Scattered among the peaks of the Stráž mountain range, overlooking the small Czech town of Rokytnice, is a series of four oak-clad steel lookouts designed by the Liberec-based firm Mjölk Architekti. Their brief was originally inspired by an EU program promoting the construction of lookouts and towers on either side of the Czech-Polish border in hope of boosting tourism as well as attracting hikers to less popular routes. When the funding fell through, the municipality of Rokytnice decided to move forward with the endeavor on its own. Rather than creating a lone tower, the firm decided to construct a sequence of smaller vantage points on various peaks, their design informed by the rocky and densely forested terrain. The resulting set of structures are named for figures represented in the Rokytnice town crest—the Fox, the Bear, the Sheep, and the Miner—collectively called the Guard Patrol.
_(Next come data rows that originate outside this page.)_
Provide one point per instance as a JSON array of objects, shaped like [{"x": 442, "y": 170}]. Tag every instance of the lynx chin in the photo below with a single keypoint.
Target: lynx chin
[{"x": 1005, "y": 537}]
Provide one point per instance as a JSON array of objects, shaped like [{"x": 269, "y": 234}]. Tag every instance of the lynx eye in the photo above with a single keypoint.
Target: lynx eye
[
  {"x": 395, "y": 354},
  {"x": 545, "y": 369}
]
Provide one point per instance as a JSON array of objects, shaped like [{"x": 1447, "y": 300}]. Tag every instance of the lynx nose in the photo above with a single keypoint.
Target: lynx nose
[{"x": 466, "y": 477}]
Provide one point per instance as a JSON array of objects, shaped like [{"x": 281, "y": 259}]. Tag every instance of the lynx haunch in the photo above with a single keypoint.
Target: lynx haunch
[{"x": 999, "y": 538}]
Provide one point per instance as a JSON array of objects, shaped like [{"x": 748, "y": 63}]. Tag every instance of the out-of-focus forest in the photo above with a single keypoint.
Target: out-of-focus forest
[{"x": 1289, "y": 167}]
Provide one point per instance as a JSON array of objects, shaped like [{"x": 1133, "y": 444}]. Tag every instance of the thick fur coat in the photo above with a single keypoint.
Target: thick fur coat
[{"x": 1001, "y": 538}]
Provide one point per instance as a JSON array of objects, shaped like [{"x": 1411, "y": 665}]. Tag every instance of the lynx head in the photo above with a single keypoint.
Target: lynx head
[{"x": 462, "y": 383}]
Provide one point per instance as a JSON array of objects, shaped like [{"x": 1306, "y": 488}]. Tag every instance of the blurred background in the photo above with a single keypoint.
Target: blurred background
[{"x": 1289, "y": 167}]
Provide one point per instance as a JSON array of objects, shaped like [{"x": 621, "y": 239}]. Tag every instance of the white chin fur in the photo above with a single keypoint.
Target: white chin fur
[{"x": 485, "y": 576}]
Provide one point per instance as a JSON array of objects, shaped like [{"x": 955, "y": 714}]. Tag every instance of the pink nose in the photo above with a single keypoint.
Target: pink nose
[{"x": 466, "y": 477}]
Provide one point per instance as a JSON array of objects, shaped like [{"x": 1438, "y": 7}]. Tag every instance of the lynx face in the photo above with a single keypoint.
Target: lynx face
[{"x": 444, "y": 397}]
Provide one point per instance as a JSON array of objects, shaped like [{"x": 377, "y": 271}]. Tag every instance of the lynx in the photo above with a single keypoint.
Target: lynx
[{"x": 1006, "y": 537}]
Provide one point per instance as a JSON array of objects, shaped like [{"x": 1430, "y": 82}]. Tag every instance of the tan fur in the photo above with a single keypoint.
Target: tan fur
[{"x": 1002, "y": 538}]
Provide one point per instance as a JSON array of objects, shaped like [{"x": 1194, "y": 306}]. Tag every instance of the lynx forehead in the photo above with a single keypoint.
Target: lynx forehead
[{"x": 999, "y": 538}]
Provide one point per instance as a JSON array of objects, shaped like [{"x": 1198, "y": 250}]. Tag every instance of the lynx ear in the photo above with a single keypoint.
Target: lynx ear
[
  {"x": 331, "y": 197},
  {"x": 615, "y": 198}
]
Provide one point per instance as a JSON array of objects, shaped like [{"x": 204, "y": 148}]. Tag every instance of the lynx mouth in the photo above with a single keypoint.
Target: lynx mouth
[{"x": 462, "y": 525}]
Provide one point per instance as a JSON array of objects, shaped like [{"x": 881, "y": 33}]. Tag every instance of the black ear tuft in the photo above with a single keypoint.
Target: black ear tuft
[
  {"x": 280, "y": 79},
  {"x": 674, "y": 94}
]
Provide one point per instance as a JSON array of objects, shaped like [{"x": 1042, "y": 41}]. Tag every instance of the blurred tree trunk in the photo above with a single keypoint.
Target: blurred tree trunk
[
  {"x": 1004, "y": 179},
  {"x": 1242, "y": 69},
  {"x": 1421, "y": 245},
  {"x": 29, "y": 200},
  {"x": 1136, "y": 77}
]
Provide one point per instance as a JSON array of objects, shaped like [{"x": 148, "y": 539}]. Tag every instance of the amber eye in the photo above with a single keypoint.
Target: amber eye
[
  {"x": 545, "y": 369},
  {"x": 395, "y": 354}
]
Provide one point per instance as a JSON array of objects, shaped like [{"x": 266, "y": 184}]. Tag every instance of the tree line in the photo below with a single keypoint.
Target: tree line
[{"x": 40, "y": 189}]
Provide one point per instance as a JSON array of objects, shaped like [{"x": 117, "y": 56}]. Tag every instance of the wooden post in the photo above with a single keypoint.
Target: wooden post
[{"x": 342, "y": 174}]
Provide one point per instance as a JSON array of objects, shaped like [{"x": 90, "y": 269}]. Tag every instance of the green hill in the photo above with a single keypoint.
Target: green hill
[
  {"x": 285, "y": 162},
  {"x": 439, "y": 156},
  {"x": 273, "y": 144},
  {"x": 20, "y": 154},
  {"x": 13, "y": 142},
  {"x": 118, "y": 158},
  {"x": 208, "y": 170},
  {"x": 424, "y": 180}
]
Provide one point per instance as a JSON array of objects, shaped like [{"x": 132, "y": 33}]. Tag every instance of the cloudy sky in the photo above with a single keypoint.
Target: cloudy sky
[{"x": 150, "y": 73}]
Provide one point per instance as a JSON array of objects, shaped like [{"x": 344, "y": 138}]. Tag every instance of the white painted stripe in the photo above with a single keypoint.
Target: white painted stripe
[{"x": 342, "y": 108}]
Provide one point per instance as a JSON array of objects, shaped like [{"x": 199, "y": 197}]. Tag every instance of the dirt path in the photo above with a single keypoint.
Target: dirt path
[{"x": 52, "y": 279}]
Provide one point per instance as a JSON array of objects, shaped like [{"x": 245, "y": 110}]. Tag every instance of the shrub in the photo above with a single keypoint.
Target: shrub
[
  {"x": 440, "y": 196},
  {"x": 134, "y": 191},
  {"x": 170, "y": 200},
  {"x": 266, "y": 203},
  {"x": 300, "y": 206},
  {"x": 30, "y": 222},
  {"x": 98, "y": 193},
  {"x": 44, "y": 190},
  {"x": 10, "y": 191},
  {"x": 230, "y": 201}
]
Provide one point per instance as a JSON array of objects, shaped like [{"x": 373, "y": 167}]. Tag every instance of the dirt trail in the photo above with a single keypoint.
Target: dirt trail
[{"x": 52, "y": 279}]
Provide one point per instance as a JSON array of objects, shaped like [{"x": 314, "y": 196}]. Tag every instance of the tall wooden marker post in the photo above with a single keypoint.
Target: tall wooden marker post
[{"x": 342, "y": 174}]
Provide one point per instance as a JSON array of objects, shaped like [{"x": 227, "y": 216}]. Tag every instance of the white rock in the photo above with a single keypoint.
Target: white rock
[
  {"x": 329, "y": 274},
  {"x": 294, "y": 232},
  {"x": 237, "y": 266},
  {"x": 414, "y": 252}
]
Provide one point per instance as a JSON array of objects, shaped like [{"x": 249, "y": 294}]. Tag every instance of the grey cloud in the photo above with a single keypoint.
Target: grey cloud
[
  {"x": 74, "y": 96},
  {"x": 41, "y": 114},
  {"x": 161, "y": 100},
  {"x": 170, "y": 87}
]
A view of 'The Miner' from the woods (1), and 'The Bear' (2). Photos © BOYSPLAYNICE
“Each structure provides a different experience while still having something in common,” says Tobiáš Hrabec, senior architect at Mjölk. “For us, it was also a way to create architecture that’s a little playful—dignified enough to host wedding ceremonies, but whimsical enough to inspire a child’s pretend play.” Pictured here is the 46-foot-long Fox, whose “tail” points toward the valley for a dramatic view. It is accessible via a winding footbridge and stairs. Lookouts are a specialty of this small firm—founded in 2008 by partners Jan Mach and Jan Vondrák—which has designed a total of 10 so far. “It’s a discipline on its own,” says Hrabec. “You build on the backdrop of deep forests, mist, clouds, hills, or mountains. You work at the scale of an ant, but also that of an entire landscape.”